Even today, when the surroundings have been decontextualised due to the irreverent volumetrics of the nearby Abelardo Sánchez park, the sanctuary continues to reveal this aspiration to enter into dialogue with nature.

Just like Lloyd Wright, Escario rejects a priori all historic morphology and typology in preference to introducing models and answers based on abstraction (Einfühlung). Close to the vernacular exercises of Le Corbusier in the 30s, in his first and initiatory project he shows a certain romantic leaning towards craftsmanship and an obsession with reaching the domestic roots of architecture.

The programme was not completely limited to the erection of an ex nuovo temple, but included the remodelling of the College-Residence of the community and the organisation of various amalgamated spaces (assembly room, conference rooms, library, etc.) intended for young ministers and cultural activities.

An extensive functions programme reinforced the evocation of The Unitarian, although the compositional repertoire and formal similarities were greater. Thus, the totemic concept of the cross in the fashion of a freestanding concrete campanile was reminiscent of Asplund in his Skogskyrkogården (Woodland Cemetery) and also of the convent, theological school and church of San Pedro Mártir of the Dominican Fathers of Alcobendas (Madrid).

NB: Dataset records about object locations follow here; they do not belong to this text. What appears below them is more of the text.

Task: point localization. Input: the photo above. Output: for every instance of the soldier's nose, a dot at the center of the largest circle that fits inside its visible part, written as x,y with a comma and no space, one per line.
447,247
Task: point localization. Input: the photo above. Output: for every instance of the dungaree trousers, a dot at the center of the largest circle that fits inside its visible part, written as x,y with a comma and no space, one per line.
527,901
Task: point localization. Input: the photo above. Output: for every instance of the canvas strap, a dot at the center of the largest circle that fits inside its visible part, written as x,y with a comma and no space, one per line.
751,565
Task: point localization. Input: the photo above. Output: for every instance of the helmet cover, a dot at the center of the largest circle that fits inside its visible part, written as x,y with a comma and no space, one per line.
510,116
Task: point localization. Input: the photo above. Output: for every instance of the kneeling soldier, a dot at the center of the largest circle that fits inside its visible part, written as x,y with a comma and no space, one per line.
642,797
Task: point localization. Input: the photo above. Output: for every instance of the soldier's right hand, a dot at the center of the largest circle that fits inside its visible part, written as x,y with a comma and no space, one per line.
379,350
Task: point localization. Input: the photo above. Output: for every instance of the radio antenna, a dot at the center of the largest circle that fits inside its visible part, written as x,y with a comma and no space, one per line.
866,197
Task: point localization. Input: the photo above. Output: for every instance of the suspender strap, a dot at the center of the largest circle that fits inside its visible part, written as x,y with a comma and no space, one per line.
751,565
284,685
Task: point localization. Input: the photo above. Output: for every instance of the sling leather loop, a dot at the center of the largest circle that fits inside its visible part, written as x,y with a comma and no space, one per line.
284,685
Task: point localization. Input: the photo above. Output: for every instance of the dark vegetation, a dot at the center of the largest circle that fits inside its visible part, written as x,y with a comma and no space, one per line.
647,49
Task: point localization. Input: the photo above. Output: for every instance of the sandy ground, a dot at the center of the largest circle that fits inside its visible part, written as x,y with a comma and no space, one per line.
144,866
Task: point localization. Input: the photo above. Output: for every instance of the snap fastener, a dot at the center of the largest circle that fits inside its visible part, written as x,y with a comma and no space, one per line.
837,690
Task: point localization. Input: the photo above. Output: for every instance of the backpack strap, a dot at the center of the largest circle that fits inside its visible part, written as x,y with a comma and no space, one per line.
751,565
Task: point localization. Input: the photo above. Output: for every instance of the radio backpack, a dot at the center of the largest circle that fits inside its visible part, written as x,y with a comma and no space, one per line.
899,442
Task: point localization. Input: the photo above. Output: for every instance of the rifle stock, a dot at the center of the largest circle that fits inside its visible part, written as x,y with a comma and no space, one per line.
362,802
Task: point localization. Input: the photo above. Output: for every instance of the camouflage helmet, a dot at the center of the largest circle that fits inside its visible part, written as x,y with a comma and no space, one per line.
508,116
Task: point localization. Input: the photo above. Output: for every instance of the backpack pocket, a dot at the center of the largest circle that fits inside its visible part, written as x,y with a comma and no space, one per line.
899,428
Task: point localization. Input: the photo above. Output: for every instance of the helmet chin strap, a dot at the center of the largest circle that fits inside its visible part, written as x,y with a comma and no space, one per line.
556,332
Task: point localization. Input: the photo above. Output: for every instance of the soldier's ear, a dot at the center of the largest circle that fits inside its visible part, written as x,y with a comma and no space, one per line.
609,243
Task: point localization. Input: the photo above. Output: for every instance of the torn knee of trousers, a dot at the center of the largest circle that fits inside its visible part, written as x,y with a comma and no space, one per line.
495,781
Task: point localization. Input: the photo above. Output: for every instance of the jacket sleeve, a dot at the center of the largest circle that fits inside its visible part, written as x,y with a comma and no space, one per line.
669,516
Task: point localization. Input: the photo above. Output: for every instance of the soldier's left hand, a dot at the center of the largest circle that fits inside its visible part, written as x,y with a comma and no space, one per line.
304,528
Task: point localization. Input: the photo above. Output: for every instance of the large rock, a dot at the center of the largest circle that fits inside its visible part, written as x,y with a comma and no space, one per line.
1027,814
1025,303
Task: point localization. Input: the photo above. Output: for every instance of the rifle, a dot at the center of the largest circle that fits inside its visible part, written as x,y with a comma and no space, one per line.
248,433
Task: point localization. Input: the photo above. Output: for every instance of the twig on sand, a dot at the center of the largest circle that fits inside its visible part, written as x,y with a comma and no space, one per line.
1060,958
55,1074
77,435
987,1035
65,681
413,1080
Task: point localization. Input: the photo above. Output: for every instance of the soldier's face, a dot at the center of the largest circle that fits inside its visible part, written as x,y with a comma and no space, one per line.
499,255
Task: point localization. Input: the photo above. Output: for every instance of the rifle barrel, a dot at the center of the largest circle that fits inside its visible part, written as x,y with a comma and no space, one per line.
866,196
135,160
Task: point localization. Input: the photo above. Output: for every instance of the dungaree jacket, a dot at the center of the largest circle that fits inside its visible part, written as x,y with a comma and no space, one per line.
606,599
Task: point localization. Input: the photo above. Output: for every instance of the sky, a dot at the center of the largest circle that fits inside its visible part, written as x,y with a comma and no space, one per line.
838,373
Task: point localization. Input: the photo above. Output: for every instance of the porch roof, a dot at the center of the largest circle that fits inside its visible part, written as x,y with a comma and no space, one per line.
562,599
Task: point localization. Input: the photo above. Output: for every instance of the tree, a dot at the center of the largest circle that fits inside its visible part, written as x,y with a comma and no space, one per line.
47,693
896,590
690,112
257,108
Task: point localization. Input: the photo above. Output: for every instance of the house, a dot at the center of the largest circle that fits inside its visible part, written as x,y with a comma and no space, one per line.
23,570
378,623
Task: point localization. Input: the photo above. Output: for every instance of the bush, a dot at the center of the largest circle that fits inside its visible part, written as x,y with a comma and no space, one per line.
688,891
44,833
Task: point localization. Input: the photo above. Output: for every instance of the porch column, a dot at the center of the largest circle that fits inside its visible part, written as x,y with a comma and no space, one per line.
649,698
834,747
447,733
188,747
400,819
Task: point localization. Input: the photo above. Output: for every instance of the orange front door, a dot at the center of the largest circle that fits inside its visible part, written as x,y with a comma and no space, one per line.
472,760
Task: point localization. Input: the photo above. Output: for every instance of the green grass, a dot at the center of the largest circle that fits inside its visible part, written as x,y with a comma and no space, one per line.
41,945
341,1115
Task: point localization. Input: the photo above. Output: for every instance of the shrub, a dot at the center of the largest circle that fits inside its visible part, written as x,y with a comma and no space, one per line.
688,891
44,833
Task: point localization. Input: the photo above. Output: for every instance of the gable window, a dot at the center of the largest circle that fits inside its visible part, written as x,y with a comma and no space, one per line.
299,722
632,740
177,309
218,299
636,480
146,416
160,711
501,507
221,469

Included in the Iberian DOCOMOMO is a key piece by Fisac that Escario knows well and from which he takes a few basic concepts, such as lighting and the bell-tower as an icon... But, the use of curves (semicircular presbytery), the textural value of the surfaces and above all the levity of the ceiling, are fully Corbusian.

As in Ronchamp, the roofs and ceilings are presented as analogous to Noah’s Ark from the Judeo-Christian tradition, so they surround the structure like a huge hull covered in wood, floating over the ground and creating distance between the stone side walls to let in thin rays of light.

Except for the image of the Virgin, sculpted by Vilacamps, Escario designed the entire furnishings (seating benches) and the liturgical pieces (confessionals), of note among which is the cubic stone block used for the altar.

This design of its totality favours conceptual unity of the ensemble and over time has permitted us to place more value on Escario's career, developing its own language, although without forgetting the origin and essence of his modernist training.